This is a picture of the rugged, dry mountains surrounding part of southern Arizona, the location of our excellent bicycling adventure with Sojourn Adventures.
On the day before our trip, my camera quit on me. I could no longer hold shut the door of the battery compartment with my thumb while pressing the shutter with the pointer finger of my opposite hand--without a lot of shaking.
It was time for a new camera but who had time.
So, on the way to the airport I bought a disposable 35 mm--not the greenest thing I've ever done, but it was better than no camera at all.
Fortunately, on the trip I met Sara Ringler, an artist, who takes excellent photos. Most of these are from her Picassa album.
Thank you, Sara!
For six days of perfect weather (80 degrees, sunny, dry), in March, we biked through the dramatic countryside of southern Arizona, near Tuscon and the scary Mexican border.
Saguaro cactus can take up to seventy-five years to grow an arm (!), and can live up to one-hundred-fifty-years. We biked right passed thousands of them in the Sonoran Desert. Above is fellow bike rider, Bea, e molto simpatica, who looks like she's stuck to that cactus.
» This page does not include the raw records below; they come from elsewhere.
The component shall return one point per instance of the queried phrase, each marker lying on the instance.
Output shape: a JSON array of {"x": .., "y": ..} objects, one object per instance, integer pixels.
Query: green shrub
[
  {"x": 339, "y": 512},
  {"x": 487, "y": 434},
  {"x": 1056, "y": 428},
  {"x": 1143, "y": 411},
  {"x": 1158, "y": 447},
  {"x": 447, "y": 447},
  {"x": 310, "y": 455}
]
Our bicycling group of 18 stayed at a beautiful hacienda outside of Tuscon. There we were wined and dined, and margarita'd for two nights. As a mater of fact on that first night several in our group came down with a stomach bug, including me.
But our fearless leader, Susan Rand, kept us in top form with her healthy lunches and high-energy snacks throughout the trip.
Of the six nights, my favorite place to stay was Rancho de La Osa,
a beautiful outpost in the shadow of the 670-mile-long "fence."
Tohono O'odham Indian Nation, the 300 year old property is "one of the last great haciendas in America."
Some in our party actually hiked to "The Fence" , as it's referred to in these parts, and were warned away by the ubiquitous border patrol.
Rancho de la Osa is a quiet retreat with a spiritual feel. It's original architecture and award-winning food has been written up in travel magazines. It's been used as the setting for a few movies, and is often visited by Hollywood types. You really should go.
As one of Sojourn's planned activites, we all went horseback riding in the desert. It took a while to get us all dressed properly and saddled-up, but we did get to see the desert "up close and personal."
But for me, the highlight of the trip was the bicycling.